China’s manufacturing giant, CSC, will build new factories and factories hubs in India, Vietnam and South Africa in an ambitious drive to boost its global logistics footprint and improve its competitiveness.CSC, the world’s largest logistics provider, is currently in talks to build an Indian factory at its factory in Jharkhand.
India has also offered to buy the company’s CSC Logistics Centre in Chennai for $3 billion (Rs 3,890 crore).
The Indian government has also given the company a $600 million concessional loan, worth about Rs 1,500 crore, to expand its logistics operations.
The Indian firm is already a leader in the global logistics space and has recently been named as the No. 1 player in India’s container and freight markets.
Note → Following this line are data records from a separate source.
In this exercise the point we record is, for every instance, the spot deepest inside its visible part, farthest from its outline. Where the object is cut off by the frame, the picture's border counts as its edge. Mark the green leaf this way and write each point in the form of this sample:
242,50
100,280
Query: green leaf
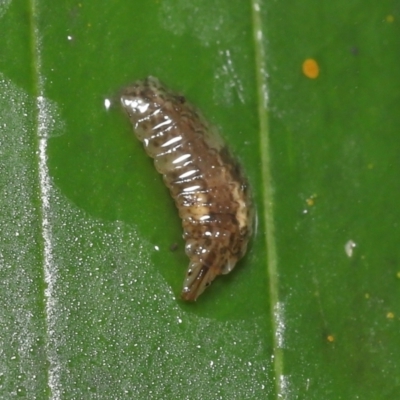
89,306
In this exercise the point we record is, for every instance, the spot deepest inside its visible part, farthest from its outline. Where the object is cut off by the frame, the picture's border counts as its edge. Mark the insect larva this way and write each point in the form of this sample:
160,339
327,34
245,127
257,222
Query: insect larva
206,183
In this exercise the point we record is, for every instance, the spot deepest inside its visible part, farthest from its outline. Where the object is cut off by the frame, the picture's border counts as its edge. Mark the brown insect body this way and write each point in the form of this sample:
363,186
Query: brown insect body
206,183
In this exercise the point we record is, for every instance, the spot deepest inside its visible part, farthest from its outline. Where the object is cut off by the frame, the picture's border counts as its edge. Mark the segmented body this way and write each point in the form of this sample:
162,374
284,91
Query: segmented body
206,183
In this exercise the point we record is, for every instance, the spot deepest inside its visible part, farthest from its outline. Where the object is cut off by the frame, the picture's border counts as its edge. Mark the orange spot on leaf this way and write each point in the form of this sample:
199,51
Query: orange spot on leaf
310,68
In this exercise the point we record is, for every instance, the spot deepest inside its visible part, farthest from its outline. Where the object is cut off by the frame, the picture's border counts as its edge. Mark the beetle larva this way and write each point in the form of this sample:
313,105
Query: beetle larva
206,183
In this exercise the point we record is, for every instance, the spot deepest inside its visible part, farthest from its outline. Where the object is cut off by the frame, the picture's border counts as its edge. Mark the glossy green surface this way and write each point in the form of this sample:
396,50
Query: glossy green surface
89,304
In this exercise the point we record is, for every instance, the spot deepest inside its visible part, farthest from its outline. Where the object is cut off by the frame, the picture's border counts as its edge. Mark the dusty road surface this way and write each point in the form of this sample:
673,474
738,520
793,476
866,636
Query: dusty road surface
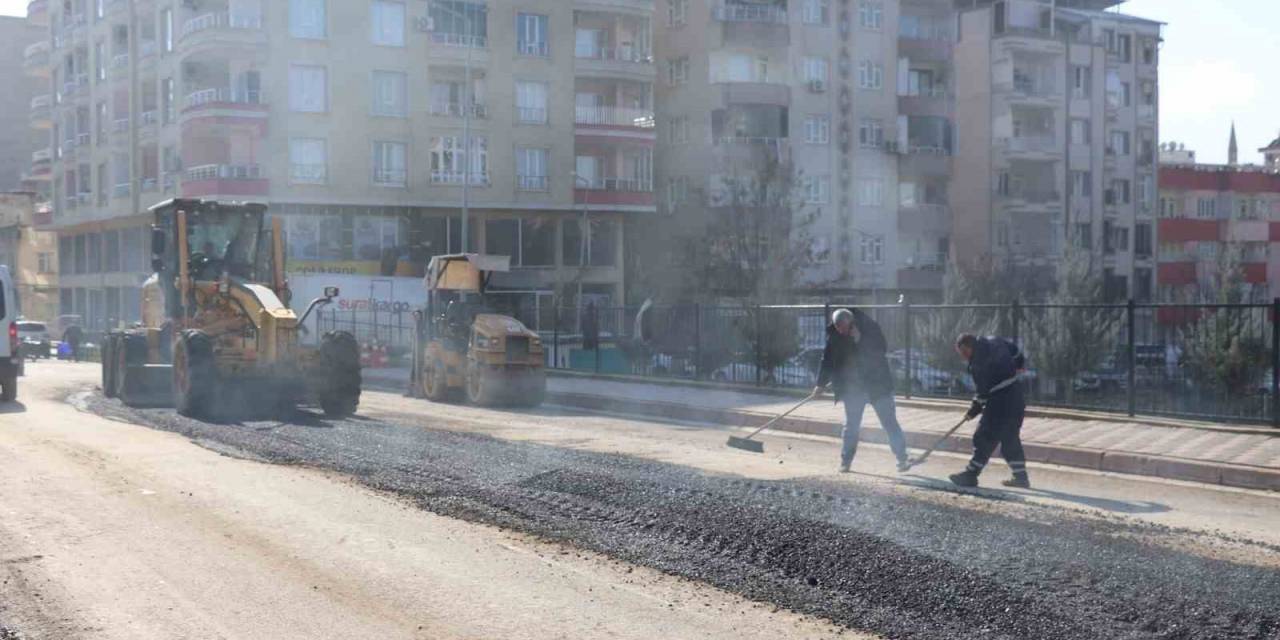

India’s new crane plant, built on the outskirts of Ahmedabad, is expected to be operational by 2020.
CSC has already completed its first three assembly lines in the country and is planning to build a fourth assembly line in 2019.
The company also plans to increase its capacity in the next two years.
India is looking to diversify its logistics sector and expand its exports of goods such as textiles, clothing, cosmetics and other consumer goods, which account for almost half of its total export volumes.
It has also sought to diversate its manufacturing capacity in Asia by building a logistics centre in South Africa and plans to expand the operations of its logistics arm in Vietnam.
India has a growing domestic supply chain in the manufacturing sector that is dependent on the Chinese market, but it is not a major market for China.
It currently has only three major domestic logistics hubs, while China accounts for roughly 80% of the world market.